A SOLITARY candle flickers in Sunderland Minster.
Placed there in memory of Nelson Mandela, visitors are already pausing to spend a few minutes reflecting on the life of the great man.
A special service will be held at the minster as part of the Human Rights Day Vigil, at 2pm to 3.30pm on Sunday.
Reverend Chris Howson today told how there was no better occasion than Human Rights Day, to pay tribute to the freedom fighter.
“This is a man whose entire life was devoted to hope, freedom and justice for his people,” Rev Howson said.
“He will continue to be an inspiration for the work and his legacy is probably the post powerful one on this planet.”
Sunderland City Council plans to open a book of condolence, which will be displayed at the civic centre for Wearsiders to show their support.
Council leader Paul Watson said: “He is a world figure who has acted for the good of world peace and reconciliation. Obviously he will leave a gap and hopefully there will be people to fill these enormous shoes that he’s left.”
Tahir Khan, chairman of multicultural organisation Unity, based in Hylton Road, said: “It’s very sad news. Such a talented and powerful person is going to be missed dearly.
“A man who left a legacy for the world to follow, peace and prosperity was his message and we should respect that. He fought for many, many years for human rights and equal opportunities.”
Sunderland Tory group leader Robert Oliver said: “Nelson Mandela was an inspiration to everyone for the courageous and tenacious way he fought against apartheid in South Africa.
“Despite his many years in prison, he displayed a total lack of bitterness towards his captors and was able to unite people of all colours.”
The city’s MPs also expressed their sadness. Houghton and Sunderland South MP, Bridget Phillipson, said: “Nelson Mandela was an inspiration. He was a beacon of forgiveness, hope and courage whose legacy lives on.
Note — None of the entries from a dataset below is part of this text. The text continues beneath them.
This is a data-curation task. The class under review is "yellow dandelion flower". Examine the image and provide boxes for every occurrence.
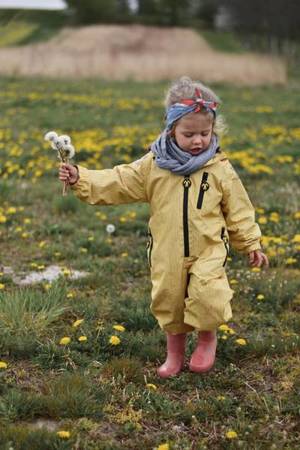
[285,257,297,265]
[230,279,238,285]
[146,383,157,390]
[78,336,87,342]
[121,252,128,257]
[0,361,8,369]
[258,216,267,224]
[251,267,261,273]
[221,335,228,340]
[113,324,125,332]
[292,234,300,243]
[235,338,247,346]
[59,337,71,346]
[109,335,121,345]
[294,212,300,219]
[67,292,74,298]
[217,395,226,401]
[0,215,7,223]
[270,213,280,223]
[56,430,71,439]
[72,319,84,327]
[7,206,17,214]
[226,430,238,439]
[0,283,5,290]
[257,294,265,300]
[157,444,169,450]
[218,324,230,331]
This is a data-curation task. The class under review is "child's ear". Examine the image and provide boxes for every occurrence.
[168,126,176,138]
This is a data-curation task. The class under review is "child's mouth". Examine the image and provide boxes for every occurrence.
[190,148,203,155]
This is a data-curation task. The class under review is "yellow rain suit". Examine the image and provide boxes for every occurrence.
[71,150,261,334]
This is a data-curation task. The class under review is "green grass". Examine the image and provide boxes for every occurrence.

“He will forever remain a symbol of what reconciliation can achieve and his determination reminds us of the need to do more to tackle injustice and poverty. We have lost a true hero of our age.”
Washington and Sunderland West MP Sharon Hodgson said: “He achieved so much for so many people that, even though he is no longer with us, his memory will never fade.
“We may have lost a true hero of our times, but his pursuit of justice and equality will continue to serve as inspiration for those who want to improve the lives of others around the world.”
Northumbria Police and Crime Commissioner Vera Baird has praised the “compassion and forgiveness” of Mr Mandela.
Describing him as the “greatest freedom fighter” she said South Africa’s first black president had led “an entire generation” and recalled a brief meeting with Mr Mandela.
Ms Baird said: “His compassion and forgiveness were real and unimaginable to most people, after his imprisonment for 27 years.
“His palpable example was so important to all the people of South Africa, of every colour and racial origin, to promote the cause of reconciliation amongst them.
“He led an entire generation who championed a world cause against apartheid in South Africa and many people, who were continents away from the struggle, worshipped him.”
Ms Baird met Mr Mandela at a ceremony where she became a QC and he was awarded an Honorary QC.
“I was overwhelmed to meet him and lucky enough to have a short conversation with him and to shake his hand,” she added. “It was the most important event for me that day.”